A medic collects samples from a person with physical disability for COVID-19 rapid antigen testing amid the complete bi-weekly lockdown to curb COVID-19 spread
The draft Health Data Management Policy of the National Digital Health Mission has been released for public comment. This is an extremely complex area because of the intersection of sensitive personal data, health care service, associated insurance implications, and medical research. Thus, there are huge commercial and social implications as well as concern about privacy. The pandemic has imposed new paradigms, leading to the explosive increase in online consultation, telemedicine usage, as well as the online ordering of drugs. The mass vaccination of a billion-plus citizens may soon be necessary. There is already a vast amount of digitised health data floating around, and this will expand exponentially. The sooner there is legal protection for that data, the better. However, a very short period has been allowed for public comment on the draft policy. There are also serious legislative lacunae since the health data management policy is built upon the foundations of legislation that doesn’t exist: India doesn’t have a law protecting personal data. Proposed legislation has been pending since 2018 and the drafts released into public domain raise serious concern.

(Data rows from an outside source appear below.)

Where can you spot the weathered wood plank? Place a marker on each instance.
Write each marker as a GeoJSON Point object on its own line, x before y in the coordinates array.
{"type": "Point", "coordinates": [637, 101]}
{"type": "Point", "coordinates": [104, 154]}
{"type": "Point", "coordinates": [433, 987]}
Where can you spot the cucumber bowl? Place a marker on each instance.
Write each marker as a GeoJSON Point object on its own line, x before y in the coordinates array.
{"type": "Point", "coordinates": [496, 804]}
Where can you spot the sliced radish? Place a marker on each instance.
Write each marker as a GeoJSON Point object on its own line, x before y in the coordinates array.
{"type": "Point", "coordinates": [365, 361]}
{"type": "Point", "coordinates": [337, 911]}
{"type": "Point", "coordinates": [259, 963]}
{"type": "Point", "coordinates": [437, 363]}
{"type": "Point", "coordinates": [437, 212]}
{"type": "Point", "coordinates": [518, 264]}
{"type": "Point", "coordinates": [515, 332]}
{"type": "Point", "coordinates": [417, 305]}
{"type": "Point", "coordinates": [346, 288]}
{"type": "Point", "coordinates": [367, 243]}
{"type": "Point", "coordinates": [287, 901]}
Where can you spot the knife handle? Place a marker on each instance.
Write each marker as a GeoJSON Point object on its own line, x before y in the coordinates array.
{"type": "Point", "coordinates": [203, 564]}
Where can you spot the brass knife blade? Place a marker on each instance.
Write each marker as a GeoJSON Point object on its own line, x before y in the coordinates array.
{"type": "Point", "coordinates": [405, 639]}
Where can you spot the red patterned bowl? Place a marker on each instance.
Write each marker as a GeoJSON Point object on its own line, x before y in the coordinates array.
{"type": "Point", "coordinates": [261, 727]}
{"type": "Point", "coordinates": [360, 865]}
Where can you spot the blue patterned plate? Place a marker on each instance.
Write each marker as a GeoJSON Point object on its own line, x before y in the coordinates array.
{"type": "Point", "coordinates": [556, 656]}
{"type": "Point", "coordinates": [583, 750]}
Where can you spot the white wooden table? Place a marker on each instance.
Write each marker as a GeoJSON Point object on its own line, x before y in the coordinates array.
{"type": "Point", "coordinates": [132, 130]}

In the proposed health policy, citizens are “data principals”, hospitals and doctors “health information providers”, and the government and its agencies “health information users”. The policy envisages creating an integrated data storage system. Records may be held by different service providers but linked through a unique health ID. This ID would be on the lines of Aadhaar but not Aadhaar itself, although it may be linked to it. That is an unnecessary duplication of an already extant ID system. Such an integrated system with common data standards and format would allow individuals to be treated anywhere, with full access to medical history. “Data fiduciaries” will be allowed to collect and store “sensitive personal data”. This includes a wide range of data which seems irrelevant and unnecessary. It could include financial information; physical, physiological, and mental health data; sex life and sexual orientation; genetic data; and “religious or political belief or affiliation”. It is hard to understand why much of the above is necessary for health care. A large number of institutions down to the local pharmacy could be considered fiduciaries under this policy. While this means they would be legally covered by policy, it also means a higher probability of data leakage. It is unrealistic to assume such a wide range of fiduciaries will be data-secure.
Moreover, this data will be shared with government, and agencies designated by government. Anonymised or de-identified data will also be made available in aggregate form for facilitating health and clinical research, academic research, archiving, statistical analysis, and policy formulation. This is a very wide-ranging clause, which basically justifies sharing data for practically any purpose. In theory, the consent of the individual will be asked for before data collection. That consent could also be withdrawn in theory. In practice, given a system where data on so many parameters can be collected by such a wide range of fiduciaries, and disseminated for so many purposes, consent and privacy will be irrelevant. There is clearly a need for a national health data management policy. Sensible policy formulation could certainly enable better health care. But this policy seems designed to enable the commercial exploitation of data without paying much heed to protecting the privacy of citizens.